Mas há uma outra questão que não tem resposta no horizonte. E quando o prefixo se juntar a uma expressão com palavras separadas por espaço, como "pena de morte"? Aplicando de forma inflexível os preceitos do Acordo, teríamos de escrever "antipena de morte", o que é uma aberração"Pena de morte" é uma locução: um conjunto de palavras que funciona como se fosse uma só. O prefixo anti está claramente se juntando a toda a locução "pena de morte", não só à palavra pena. "de morte" está qualificando só pena, e não antipenaNão queremos dizer "antipena" "de morte", e sim anti-"pena de morte". 

Que fique claro: o problema é só da escrita. Na fala, falamos tudo junto mesmo: antipenademorte. Não existe pausa entre as palavras quando falamos. O espaço existe só na escrita, para clarificar a compreensão na leitura. E "antipena de morte" vai contra os princípios que governam os espaços, porque "antipena" não é, no caso, uma unidade de significado.

"Antipena de morte" é de fato tão aberrante que ninguém é louco de usar: só encontrei 61 resultados na busca do Google. "Anti pena de morte" (escrito assim ou com hifens entre as palavras) dá 11 100. Por outro lado, "minirreforma política" e "minirreforma eleitoral" são facilmente encontrados (embora a variante com espaço ou hífen ainda seja dominante).
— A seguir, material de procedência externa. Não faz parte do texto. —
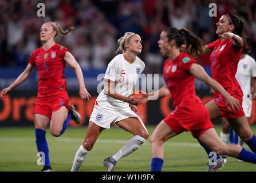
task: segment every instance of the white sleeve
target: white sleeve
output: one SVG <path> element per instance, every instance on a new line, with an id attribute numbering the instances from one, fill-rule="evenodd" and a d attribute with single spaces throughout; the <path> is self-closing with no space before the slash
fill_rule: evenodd
<path id="1" fill-rule="evenodd" d="M 256 77 L 256 62 L 253 58 L 251 57 L 251 75 L 252 77 Z"/>
<path id="2" fill-rule="evenodd" d="M 119 65 L 116 63 L 115 58 L 109 62 L 105 73 L 104 80 L 115 82 L 117 75 Z"/>

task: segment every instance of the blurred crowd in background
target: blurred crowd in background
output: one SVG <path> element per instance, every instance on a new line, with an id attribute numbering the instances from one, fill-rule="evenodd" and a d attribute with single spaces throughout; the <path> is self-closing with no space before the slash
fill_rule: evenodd
<path id="1" fill-rule="evenodd" d="M 215 41 L 216 23 L 226 13 L 237 15 L 256 58 L 256 1 L 254 0 L 45 0 L 0 1 L 0 67 L 25 67 L 33 51 L 42 46 L 40 28 L 48 21 L 64 29 L 75 29 L 56 42 L 66 47 L 82 69 L 106 68 L 115 55 L 117 39 L 125 32 L 141 37 L 145 72 L 159 73 L 164 58 L 157 41 L 167 27 L 186 28 L 205 44 Z M 45 17 L 37 17 L 37 3 L 45 5 Z M 217 5 L 217 17 L 211 17 L 209 4 Z M 197 58 L 210 65 L 209 55 Z"/>

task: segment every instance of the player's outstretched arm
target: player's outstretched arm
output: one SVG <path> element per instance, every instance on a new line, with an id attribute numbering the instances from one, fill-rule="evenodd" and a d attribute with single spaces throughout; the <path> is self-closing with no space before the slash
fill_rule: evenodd
<path id="1" fill-rule="evenodd" d="M 29 63 L 25 70 L 18 77 L 18 78 L 7 87 L 5 88 L 1 92 L 2 98 L 5 98 L 6 95 L 17 86 L 23 82 L 30 75 L 36 65 Z"/>
<path id="2" fill-rule="evenodd" d="M 125 97 L 116 93 L 115 90 L 115 82 L 105 81 L 104 93 L 105 94 L 109 96 L 109 97 L 119 100 L 124 102 L 127 102 L 134 105 L 139 105 L 139 102 L 136 101 L 133 98 L 131 97 L 131 96 Z"/>
<path id="3" fill-rule="evenodd" d="M 80 66 L 76 61 L 76 59 L 72 55 L 72 54 L 69 51 L 66 51 L 65 54 L 64 60 L 72 67 L 77 77 L 77 80 L 78 81 L 79 84 L 79 94 L 80 97 L 83 100 L 89 100 L 91 96 L 89 92 L 85 88 L 85 85 L 84 82 L 84 75 L 82 74 L 82 70 Z"/>
<path id="4" fill-rule="evenodd" d="M 239 101 L 235 98 L 230 96 L 229 93 L 218 82 L 211 78 L 206 73 L 204 69 L 203 69 L 200 65 L 195 63 L 192 63 L 190 67 L 190 71 L 199 80 L 220 93 L 225 98 L 227 109 L 230 110 L 231 107 L 233 112 L 235 112 L 235 107 L 237 109 L 239 109 L 241 108 Z"/>
<path id="5" fill-rule="evenodd" d="M 224 33 L 222 35 L 222 38 L 225 39 L 233 39 L 234 43 L 238 47 L 242 47 L 243 45 L 243 41 L 239 35 L 232 33 Z"/>

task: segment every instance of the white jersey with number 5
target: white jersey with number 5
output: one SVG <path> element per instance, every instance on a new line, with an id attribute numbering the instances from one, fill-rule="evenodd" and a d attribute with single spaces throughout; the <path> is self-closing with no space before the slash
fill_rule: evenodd
<path id="1" fill-rule="evenodd" d="M 133 63 L 129 63 L 124 59 L 123 54 L 119 54 L 108 64 L 104 80 L 115 83 L 115 91 L 128 97 L 132 93 L 133 86 L 144 68 L 145 63 L 139 57 L 136 57 Z M 102 102 L 109 102 L 112 106 L 117 108 L 129 106 L 127 102 L 105 94 L 104 90 L 100 93 L 96 101 L 100 106 Z"/>
<path id="2" fill-rule="evenodd" d="M 251 98 L 251 78 L 256 77 L 256 62 L 251 56 L 246 54 L 240 59 L 235 78 L 243 91 L 243 97 Z"/>

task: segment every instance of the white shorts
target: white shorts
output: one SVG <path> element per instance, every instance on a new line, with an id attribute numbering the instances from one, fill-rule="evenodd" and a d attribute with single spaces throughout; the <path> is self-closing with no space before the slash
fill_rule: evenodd
<path id="1" fill-rule="evenodd" d="M 107 103 L 105 105 L 103 105 L 101 103 L 100 105 L 94 105 L 89 120 L 89 121 L 92 121 L 97 125 L 104 128 L 109 129 L 112 122 L 114 122 L 116 125 L 116 122 L 129 117 L 136 117 L 139 118 L 143 127 L 145 129 L 143 122 L 129 106 L 120 109 L 111 107 L 109 103 Z"/>
<path id="2" fill-rule="evenodd" d="M 251 108 L 253 107 L 253 101 L 247 96 L 243 97 L 243 109 L 245 112 L 245 116 L 251 117 Z"/>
É que, nesse caso, o problema é menos nítido: "minirreforma política" é mais tragável que "antipena de morte".

Qual é a solução?

Como preencher então o vácuo deixado pelo Acordo Ortográfico? 

"Anti-pena de morte", "pós-Segunda Guerra", "pré-Golpe Militar" podem ser encontrados na internet, mas esse hífen não resolve o problema. No máximo, atenua. 

Proponho olhar por cima do muro do vizinho e adotar a solução da Ortografia da Língua Espanhola de 2010. Consiste em manter o prefixo separado por espaço quando se unir a uma "base pluriverbal". Assim, escreveríamos "anti pena de morte", "ex menino de rua". 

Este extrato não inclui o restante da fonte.